A jogger in subzero cold in Duluth, Minn Sunday as Lake Superior piles ice up on the shore in the brutal chill. Photo by Clint Austin of the Duluth News Tribune. |
Even in some parts of the country that are being spared the worst of the cold, there's areas of real trouble with the weather, such as flooding and dangerously strong winds.
More on that near the bottom of that post.
This morning, wind chill readings are in the minus 40s up in northern Minnesota. Wind chill advisories and warnings are up for a huge swath of the northern Plains, Great Lakes area and parts of northern New England.
Wind chill alerts will certainly be part of the vernacular for the rest of the week for a lot of us.
Complicating things further is an energetic little storm system that will be laying down a strip of snow from Montana, southeastward into South Dakota, then Iowa, northern Illinois, Ohio and finally parts of the mid-Atlantic states through Tuesday.
This storm represents a re-enforcing shot of cold arctic air one of several shots of bitter cold this week.
The Northern Plains in particular are in the deep freeze. It's been bitterly cold for a few days now in the Dakotas and northern Minnesota.
I've been picking on Grand Forks, North Dakota as a representative example of how bad it is. It's "warmer" there this morning at 16 below, an improvement over the minus 21 yesterday. But it won't get above zero in Grand Forks until Thursday, and its unlikely to get to 10 above until maybe next Monday.
In the Northeast, and especially northern New England, the most intense cold will come Wednesday night and Thursday, though it will be plenty cold today and tomorrow, too.
Temperatures there will bottom out in the teens and 20s below zero Wednesday night, and wind chills will make it feel like its in the 30s below.
Wednesday night and especially Thursday morning, my plan is to stay inside, not go out at all, layer on the sweaters and keep eating hot food.
Quebec will have it worse. A few places north and east of Montreal can expect low temperatures in the minus 30s Fahrenheit Thursday morning with wind chills in the minus 40s.
This cold wave rivals the intensity of last year's. There will be some record low temperatures in parts of the Plains, Great Lakes and maybe the Northeast.
However, in the annals of American cold waves, this is fairly typical of what we should get as the worst Arctic blasts of most, but not all winters.
Plus, unlike last year, this cold won't become entrenched for months. By next week, it won't exactly be warm across the northern United States, but conditions will be milder, with temperatures closer to the normal chill you'd expect during the coldest month of the year in the Great White North.

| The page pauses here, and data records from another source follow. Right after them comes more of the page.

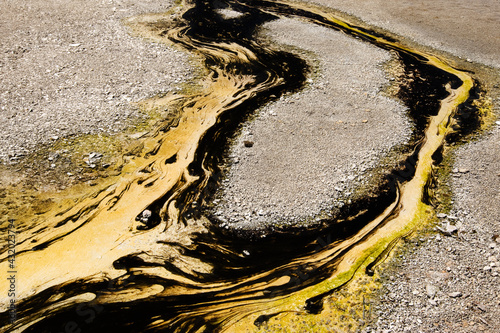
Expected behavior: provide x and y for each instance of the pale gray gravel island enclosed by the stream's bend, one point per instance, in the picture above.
(312, 149)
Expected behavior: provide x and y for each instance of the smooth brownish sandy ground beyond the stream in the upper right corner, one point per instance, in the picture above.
(468, 29)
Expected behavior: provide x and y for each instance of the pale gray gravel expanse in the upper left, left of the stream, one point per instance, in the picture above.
(71, 67)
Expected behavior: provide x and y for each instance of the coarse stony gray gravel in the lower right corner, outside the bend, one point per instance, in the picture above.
(450, 283)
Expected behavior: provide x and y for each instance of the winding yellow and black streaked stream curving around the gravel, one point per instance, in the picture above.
(103, 265)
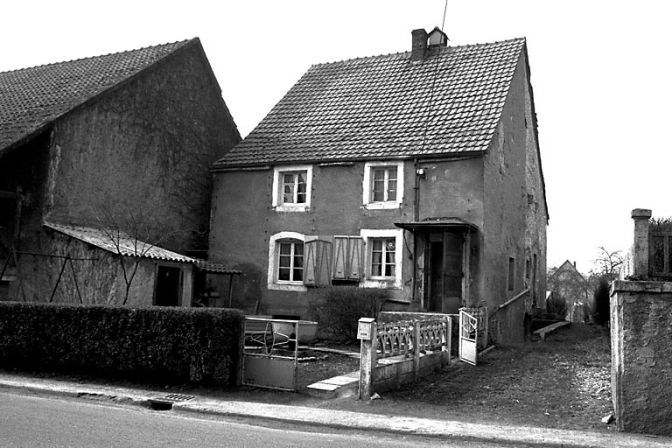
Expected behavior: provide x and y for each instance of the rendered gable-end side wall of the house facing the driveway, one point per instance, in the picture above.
(506, 211)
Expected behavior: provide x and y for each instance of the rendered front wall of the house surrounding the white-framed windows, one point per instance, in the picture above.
(243, 221)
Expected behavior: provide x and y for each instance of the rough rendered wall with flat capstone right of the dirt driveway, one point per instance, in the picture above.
(641, 356)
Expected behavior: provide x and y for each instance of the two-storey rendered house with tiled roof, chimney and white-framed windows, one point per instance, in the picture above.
(416, 172)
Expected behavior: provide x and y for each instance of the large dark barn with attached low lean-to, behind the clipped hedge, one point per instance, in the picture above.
(114, 144)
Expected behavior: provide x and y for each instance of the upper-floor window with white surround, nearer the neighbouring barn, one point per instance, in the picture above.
(292, 188)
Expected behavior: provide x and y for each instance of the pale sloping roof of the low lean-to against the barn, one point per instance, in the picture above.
(119, 243)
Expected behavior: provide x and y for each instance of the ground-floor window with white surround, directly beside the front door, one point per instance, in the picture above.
(383, 257)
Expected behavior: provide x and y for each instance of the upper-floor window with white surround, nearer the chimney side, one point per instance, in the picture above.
(383, 185)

As I mentioned, there's other weather trouble spots in the nation. High winds are raking parts of Wyoming today, with wind gusts expected to exceed 70 mph in spots. Winds are already gusting to 60 mph in Rawlins, Wyoming this morning.
They're warning truckers on Interstates 80 and 25, and other major roads they could be blown off the pavement by the crosswinds
Also, snow on the ground is going to blow around, creating Wyoming ground blizzards with zero visibility at times.
Yuck!
In Washington State, coastal regions and parts of the Olympic Mountains have received four to nine inches of rain, basically record amounts. The Cascade Mountains have also had a lot of rain. It's warm in Washington, the the freezing level is high.
Places inthe mountains that usually get snow this time of year are getting rain. There's some pretty substantial flooding going on in those areas. Also the rain and high elevation wet snow has caused a big danger of avalanches. Landslides are also a big worry.
That rain should taper off later today and tonight, but still, there's quite a few problems going on in Washington, today.
It probably makes them wish they were shivering, instead, like much of the rest of the nation.